One Day by David Nicholls is essentially a boy meets girl story that spans twenty years. Cocky, handsome Dexter Mayhew meets earnest fellow student Emma Morley on graduation night and they end up kissing in her room. What follows is the story of a friendship with a not-so-hidden subtext, a friendship groaning with missed connections and opportunities not taken. When things are on the up for Dexter, Emma is toiling away in a greasy Mexican restaurant, pining after him as he goes about his glamorous life as a youth TV presenter. When things are on the up for Emma, Dexter’s life is hitting the skids. Will they ever get it together? Are they actually right for each other? Is love really about the right person or is it about the right moment in time? These are the questions Nicholls asks and I found myself tripping over myself in my haste to find out the answers.
Nicholls takes in family, friendship, work, love – all that rushing and striving that characterises the life of twentysomethings, the big, important events that happen in your thirties, the bewilderment of lives that, at forty, haven’t turned out exactly as you planned them in your romantic, idealistic teens. This book has an epic feel and yet it is a study of the mundane and the ordinary. It is always the little moments in our lives that make up the whole and this is something that Nicholls captures perfectly.
One Day has the power to make you laugh and cry as though you were watching bits of your own life played back to you: the cringey moments, the painful bits, the bewilderment – yes I have to say it again because I think it is bewilderment that David Nicholls writes best. His characters struggle to get a grip on the lives they find themselves leading once they leave the warm, cosy bubble that is university and I think that this is something many of his readers will be able to relate to.
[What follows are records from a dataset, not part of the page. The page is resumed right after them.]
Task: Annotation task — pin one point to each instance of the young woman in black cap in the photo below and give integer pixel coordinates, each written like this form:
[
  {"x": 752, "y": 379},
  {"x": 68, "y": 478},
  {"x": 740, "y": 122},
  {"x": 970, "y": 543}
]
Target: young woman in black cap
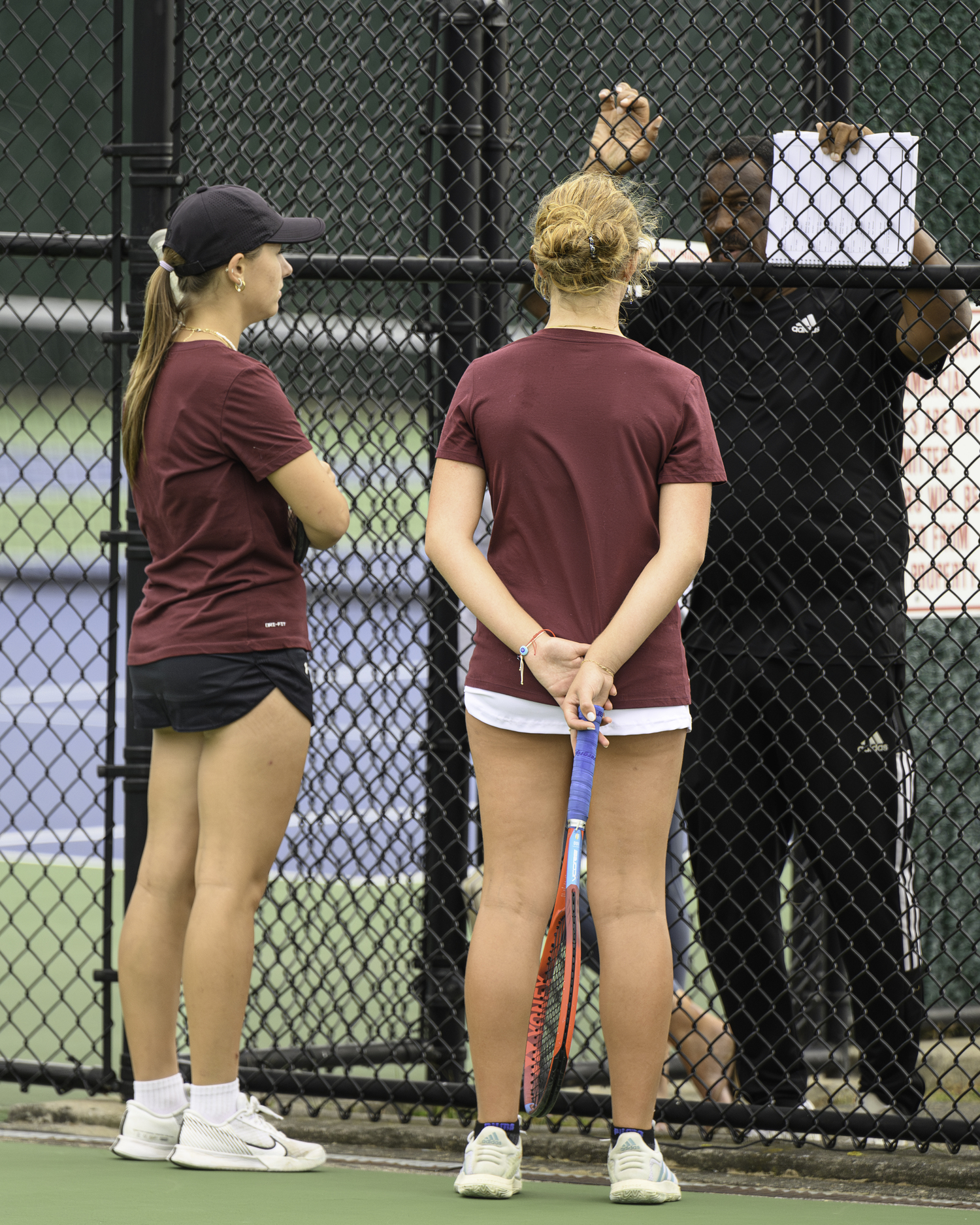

The suddenness of wedding invitations that fall with a luxurious thud onto the doormat one by one with escalating frequency once you hit your late twenties, the shoals of salmon being poached frenziedly for wedding receptions and so on and so forth. If you’ve ever been to university, left it and started ageing, I guarantee you there will be bits of this book that strike a chord with you.
The bottom line, then, is that this is the first book I’ve read in ages that I’ve really savoured. I read it quicker than I’d have liked to and I was sad when it was finished. Not a page of it bored me and whenever I stopped reading I found myself itching to pick up where I left off. It’s an easy read but its psychological insight is acute. I will definitely be seeking out more books by David Nicholls and I can’t recommend this one highly enough.